Ting Fang, Lihan Huang, Lijun Liu, Fan Mei, Jinquan Chen
Food control 2015 v.53 pp. 140-146
Salmonella, USDA, computer software, food safety, growth models, mathematical models, microbial growth, microorganisms, oysters, predictive microbiology, raw foods, serotypes, shelf life, spoilage, temperature
The main objective of this study was to develop the primary and secondary models to describe the growth kinetics of Salmonella as well as background microorganisms in raw, shucked oysters. Samples, inoculated with a cocktail of two Salmonella serotypes, S. Typhimurium (CICC22956) and S. Enteritidis (CICC21482), were incubated at 4, 8, 12, 16, 20, 25, 30, 33, 37, 40, and 43 °C. Growth of Salmonella was observed at all temperatures, except at 4 °C. The background microorganisms grew at all temperatures. All growth curves clearly exhibited lag, exponential and stationary phases, and were analyzed using the Huang growth model. Three secondary models (Ratkowsky square-root, Huang square-root, and Cardinal parameter models) were compared for evaluating the effect of temperature on bacterial growth rates. Data analysis was performed using IPMP 2013, a free predictive microbiology software tool developed by the USDA ARS.The Cardinal parameters model underestimated the specific rates of the microorganisms at low temperatures.

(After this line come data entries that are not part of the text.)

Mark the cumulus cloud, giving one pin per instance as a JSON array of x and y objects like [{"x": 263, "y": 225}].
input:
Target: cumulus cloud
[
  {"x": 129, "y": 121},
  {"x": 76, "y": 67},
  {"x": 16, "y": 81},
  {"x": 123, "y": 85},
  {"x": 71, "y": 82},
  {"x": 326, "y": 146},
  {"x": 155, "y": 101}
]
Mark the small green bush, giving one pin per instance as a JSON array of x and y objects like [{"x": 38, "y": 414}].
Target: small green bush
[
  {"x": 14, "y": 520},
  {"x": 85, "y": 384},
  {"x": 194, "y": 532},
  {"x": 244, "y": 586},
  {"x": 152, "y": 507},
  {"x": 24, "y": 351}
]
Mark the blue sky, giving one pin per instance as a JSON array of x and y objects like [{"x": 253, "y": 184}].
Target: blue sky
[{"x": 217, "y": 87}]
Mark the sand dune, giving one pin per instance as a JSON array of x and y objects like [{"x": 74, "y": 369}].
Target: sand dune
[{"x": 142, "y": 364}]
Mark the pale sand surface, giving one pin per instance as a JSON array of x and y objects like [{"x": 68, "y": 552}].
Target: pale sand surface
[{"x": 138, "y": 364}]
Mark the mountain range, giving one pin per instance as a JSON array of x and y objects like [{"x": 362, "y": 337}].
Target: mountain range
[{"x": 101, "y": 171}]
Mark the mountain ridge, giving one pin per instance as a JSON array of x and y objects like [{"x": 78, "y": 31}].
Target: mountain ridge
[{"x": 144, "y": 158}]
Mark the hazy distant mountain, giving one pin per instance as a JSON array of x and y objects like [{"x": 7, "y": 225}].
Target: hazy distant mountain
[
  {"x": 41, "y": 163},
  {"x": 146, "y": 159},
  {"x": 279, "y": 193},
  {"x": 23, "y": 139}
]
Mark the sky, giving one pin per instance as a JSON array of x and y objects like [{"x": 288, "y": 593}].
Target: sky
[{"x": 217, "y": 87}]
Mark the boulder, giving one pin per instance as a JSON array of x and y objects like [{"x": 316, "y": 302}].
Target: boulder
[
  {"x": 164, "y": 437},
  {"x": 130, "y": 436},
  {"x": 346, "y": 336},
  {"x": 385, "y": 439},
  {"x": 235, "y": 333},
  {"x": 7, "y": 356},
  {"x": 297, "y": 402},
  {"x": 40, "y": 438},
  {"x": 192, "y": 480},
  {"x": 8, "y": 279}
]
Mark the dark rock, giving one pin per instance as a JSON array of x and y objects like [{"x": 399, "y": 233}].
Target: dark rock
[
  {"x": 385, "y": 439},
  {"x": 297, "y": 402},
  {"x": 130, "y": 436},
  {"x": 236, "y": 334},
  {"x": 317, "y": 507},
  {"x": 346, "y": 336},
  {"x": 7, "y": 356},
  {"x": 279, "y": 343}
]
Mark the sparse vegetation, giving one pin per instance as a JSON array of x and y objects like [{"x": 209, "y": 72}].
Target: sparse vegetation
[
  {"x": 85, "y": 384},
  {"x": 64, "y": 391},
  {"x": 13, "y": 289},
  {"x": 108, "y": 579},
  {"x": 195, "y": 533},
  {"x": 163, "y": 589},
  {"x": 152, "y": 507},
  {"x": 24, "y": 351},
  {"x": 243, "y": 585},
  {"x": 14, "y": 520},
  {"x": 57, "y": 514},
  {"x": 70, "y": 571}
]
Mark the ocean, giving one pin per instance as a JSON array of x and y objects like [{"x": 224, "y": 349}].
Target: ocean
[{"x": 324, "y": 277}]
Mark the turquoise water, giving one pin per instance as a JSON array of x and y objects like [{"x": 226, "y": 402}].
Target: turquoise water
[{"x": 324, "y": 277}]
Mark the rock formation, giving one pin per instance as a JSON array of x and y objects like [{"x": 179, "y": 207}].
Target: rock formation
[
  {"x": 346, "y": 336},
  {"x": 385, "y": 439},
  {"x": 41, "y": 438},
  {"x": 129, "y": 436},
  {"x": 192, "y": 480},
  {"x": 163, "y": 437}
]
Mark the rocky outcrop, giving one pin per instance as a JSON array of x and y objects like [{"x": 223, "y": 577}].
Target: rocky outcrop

The Huang square-root model was more suitable than the Ratkowsky square-root model for describing the effect of temperature on growth of Salmonella, while the Ratkowsky square-root model, on the other hand, was more suitable for background microorganisms. For both Salmonella and background microorganisms, the logarithms of the lag phase were expressed as linear functions of the logarithms of specific growth rates. The results of this study can be used by the food retailers and regulatory agencies to estimate the microbial shelf-life of raw, shucked oysters.